A pair of vertically oriented framed prints produced from digital renders of a photogrammetric model of a garden plot enclosed within an internal concrete courtyard.
At first glance, the prints appear to depict coherent grass and scattered flowers. Closer inspection destabilises this apparent order: forms duplicate and misalign, areas blur, colours shift, chromatic aberration appears at the edges of details, and ghost artefacts emerge across the image field. Spatial orientation remains unstable and unresolved, with no stable horizon line, clear vanishing point, or dependable hierarchy between foreground and background.
The images have been produced by rendering a view of a digital of a garden plot enclosed within an internal concrete courtyard. This model was made using photogrammetry, a process of using measurements derived from photographs to reproduce physical objects digitally.
Usually the aim of photogrammetry is to recreate physical objects digitally with high accuracy. However, to produce these images a method of saturating the computational vision framework was used to make the digital reconstruction process unstable. The result was the production of a digital model of the garden plot that appears as distortion, but is the result of computational system applying its own logic under conditions that exceed it.

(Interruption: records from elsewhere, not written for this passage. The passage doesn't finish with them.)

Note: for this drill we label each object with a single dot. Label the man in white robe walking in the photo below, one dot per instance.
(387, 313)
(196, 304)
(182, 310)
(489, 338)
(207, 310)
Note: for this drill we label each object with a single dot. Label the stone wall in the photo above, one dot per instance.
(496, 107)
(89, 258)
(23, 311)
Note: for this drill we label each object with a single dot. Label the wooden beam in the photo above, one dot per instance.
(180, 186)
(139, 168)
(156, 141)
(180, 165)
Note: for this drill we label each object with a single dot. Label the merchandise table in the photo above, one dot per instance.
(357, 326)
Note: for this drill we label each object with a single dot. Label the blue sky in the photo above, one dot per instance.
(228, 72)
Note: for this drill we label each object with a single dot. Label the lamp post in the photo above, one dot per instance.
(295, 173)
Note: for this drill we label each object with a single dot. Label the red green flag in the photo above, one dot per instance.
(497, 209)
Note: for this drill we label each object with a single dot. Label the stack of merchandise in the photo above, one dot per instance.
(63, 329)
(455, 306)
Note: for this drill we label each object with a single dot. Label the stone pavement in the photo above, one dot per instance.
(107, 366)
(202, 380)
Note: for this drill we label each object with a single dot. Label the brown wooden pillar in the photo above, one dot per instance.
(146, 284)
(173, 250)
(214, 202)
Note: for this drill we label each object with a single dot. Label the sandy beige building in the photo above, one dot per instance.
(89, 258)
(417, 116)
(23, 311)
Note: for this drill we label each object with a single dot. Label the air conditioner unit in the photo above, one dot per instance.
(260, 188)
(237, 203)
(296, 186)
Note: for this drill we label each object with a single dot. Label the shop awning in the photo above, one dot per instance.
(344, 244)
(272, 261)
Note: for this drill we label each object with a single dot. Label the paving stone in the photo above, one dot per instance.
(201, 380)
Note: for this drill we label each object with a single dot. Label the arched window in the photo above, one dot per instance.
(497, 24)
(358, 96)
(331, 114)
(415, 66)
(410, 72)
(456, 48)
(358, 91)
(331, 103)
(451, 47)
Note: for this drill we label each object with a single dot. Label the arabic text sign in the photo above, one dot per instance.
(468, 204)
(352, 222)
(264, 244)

Growth within the garden plot is physically and chemically confined by the concrete surrounding it. The environmental conditions concrete create is a material-visual-epistemic claim that is mirrored by photogrammetry: that space is rational and divisible, and can be logically stabilised through devices such as the grid and the vanishing point or fixed horizon line.
The rendered images present the infrastructural assumptions embedded in the imaging process: that coherence can be enforced, that disorder can be stabilised, and that visibility secures truth. The collapse of the digital reconstruction functions as a method for interrogating the systemic logic shared by concrete infrastructure and photogrammetry. As both stabilise space through enclosure, repetition, and computational order, their coherence reaches a limit and appears as manufactured, strained, and contingent.
The resulting images stage this threshold as a horizon where order exhausts itself and becomes legible as contingent (not necessary or inevitable). The title names this threshold as singular, while the doubled sequence introduces a division that prevents closure.